第5話 ドブメン

 長屋の津田の家の西隣は佐藤である。夫婦と夫の母親の敬子と津田より二歳年下の息子の四人家族である。敬子は、島根県の出身らしい。長屋にすんでる人らと話し方が違う。亭主は、北新地の散髪屋で働いていたと言っているが、今は、体調が悪くなって仕事をしていないらしい。それで、女房の光子が働いている。歌島のほうにあるガラス工場で工員の作業をしているらしい。歌島には、いろんな工場があると聞いている。

 光子は、小学生の津田に、「あんた、ほんま、おもろい顔やな。ほんまもんのドブメンやな」と言う。

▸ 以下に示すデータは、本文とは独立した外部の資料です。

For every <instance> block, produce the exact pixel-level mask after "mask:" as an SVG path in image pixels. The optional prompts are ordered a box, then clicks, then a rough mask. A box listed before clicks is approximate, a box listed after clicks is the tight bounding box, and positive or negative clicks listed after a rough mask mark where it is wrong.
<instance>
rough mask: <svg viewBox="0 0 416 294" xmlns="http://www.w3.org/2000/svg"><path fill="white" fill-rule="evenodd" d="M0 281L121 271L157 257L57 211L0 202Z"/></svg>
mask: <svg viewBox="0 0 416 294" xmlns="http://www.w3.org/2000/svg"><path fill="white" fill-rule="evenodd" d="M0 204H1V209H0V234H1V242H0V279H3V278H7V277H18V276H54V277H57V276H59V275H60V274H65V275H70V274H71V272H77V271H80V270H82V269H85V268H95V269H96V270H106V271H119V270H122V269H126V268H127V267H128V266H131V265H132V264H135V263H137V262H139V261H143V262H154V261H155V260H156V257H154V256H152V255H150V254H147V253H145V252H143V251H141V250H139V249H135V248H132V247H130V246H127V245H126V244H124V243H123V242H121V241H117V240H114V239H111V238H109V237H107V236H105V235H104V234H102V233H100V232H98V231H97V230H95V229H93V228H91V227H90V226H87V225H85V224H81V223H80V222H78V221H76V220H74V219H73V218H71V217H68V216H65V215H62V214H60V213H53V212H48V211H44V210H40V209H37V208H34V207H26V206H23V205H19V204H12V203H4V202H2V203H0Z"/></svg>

 「私が働いてる会社の工場長さんが、ごっついイケメンやねん。その息子さんもイケメンやねん。あんたと同じ学年らしいわ。勉強もすごいようできるらしいわ。あんたでは、勝負にならへんわな」と言う。

 工場長は、鼻川神社のそばの国道を西に超えたあたりに住んでいるらしいから、息子は津田らとは違う小学校に行っている。津田は工場長にもイケメン息子にも出会っていない。

 光子の息子は佐藤和夫である。光子は、自分の息子のことは、どう思っているんだろうか。息子はイケメンでない。


 光子は、53歳のとき、中津の大きな病院で、大腸ガンで死んだと伝え聞いた。Y高校は、以前は、この病院の場所にあったそうである。